Deux ans de pandémie, la crise énergétique se transformant en crise économique et sociale, les fractures de plus en plus claires et profondes au sein de l’UDC et les incertitudes du Landeshauptmann devraient annoncer des changements radicaux avant les élections provinciales de l’an prochain. attendez-vous à des résultats sensationnels. Les raisons sont différentes (nous en avons énuméré quelques-unes ici), mais en général, seule une force politique qui se présente en rupture radicale avec le passé peut dénouer le système.
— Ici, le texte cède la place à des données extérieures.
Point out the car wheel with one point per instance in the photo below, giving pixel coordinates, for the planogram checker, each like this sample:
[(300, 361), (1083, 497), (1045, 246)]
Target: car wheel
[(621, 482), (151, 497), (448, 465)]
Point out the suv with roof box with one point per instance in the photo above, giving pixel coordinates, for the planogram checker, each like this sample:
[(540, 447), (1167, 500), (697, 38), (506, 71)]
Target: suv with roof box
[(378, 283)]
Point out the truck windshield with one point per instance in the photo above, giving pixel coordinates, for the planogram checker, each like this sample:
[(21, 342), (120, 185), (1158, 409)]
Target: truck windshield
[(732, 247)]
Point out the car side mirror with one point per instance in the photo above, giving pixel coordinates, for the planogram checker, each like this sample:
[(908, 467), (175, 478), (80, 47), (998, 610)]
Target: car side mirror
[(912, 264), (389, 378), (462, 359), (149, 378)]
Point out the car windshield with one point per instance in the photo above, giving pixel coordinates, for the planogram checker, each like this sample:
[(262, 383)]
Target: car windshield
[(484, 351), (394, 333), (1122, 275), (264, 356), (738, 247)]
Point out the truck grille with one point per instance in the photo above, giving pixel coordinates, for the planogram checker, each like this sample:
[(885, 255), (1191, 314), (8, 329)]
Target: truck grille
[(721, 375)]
Une rupture qui peut même être apparente, comme en témoigne l’histoire politique italienne récente, mais qui ne semble pas à l’ordre du jour. Il se peut que dans ces régions le passé soit sacré et peu osent défier les faux mythes sur lesquels il a été réinventé, il se peut que personne ne semble avoir le courage de rendre transparentes les fissures au sein de l’UDC, mais à Bolzano et l’environnement est tout calme. De Landeshauptmann semble préférer la “cuisson lente” – on ne sait pas si c’est son ou ses adversaires politiques – alors que ceux qui ont le pouvoir économique et médiatique nécessaire pour créer un “Vorwärts Sudtirol” sur le modèle de Forza Italia, restent “couverts”.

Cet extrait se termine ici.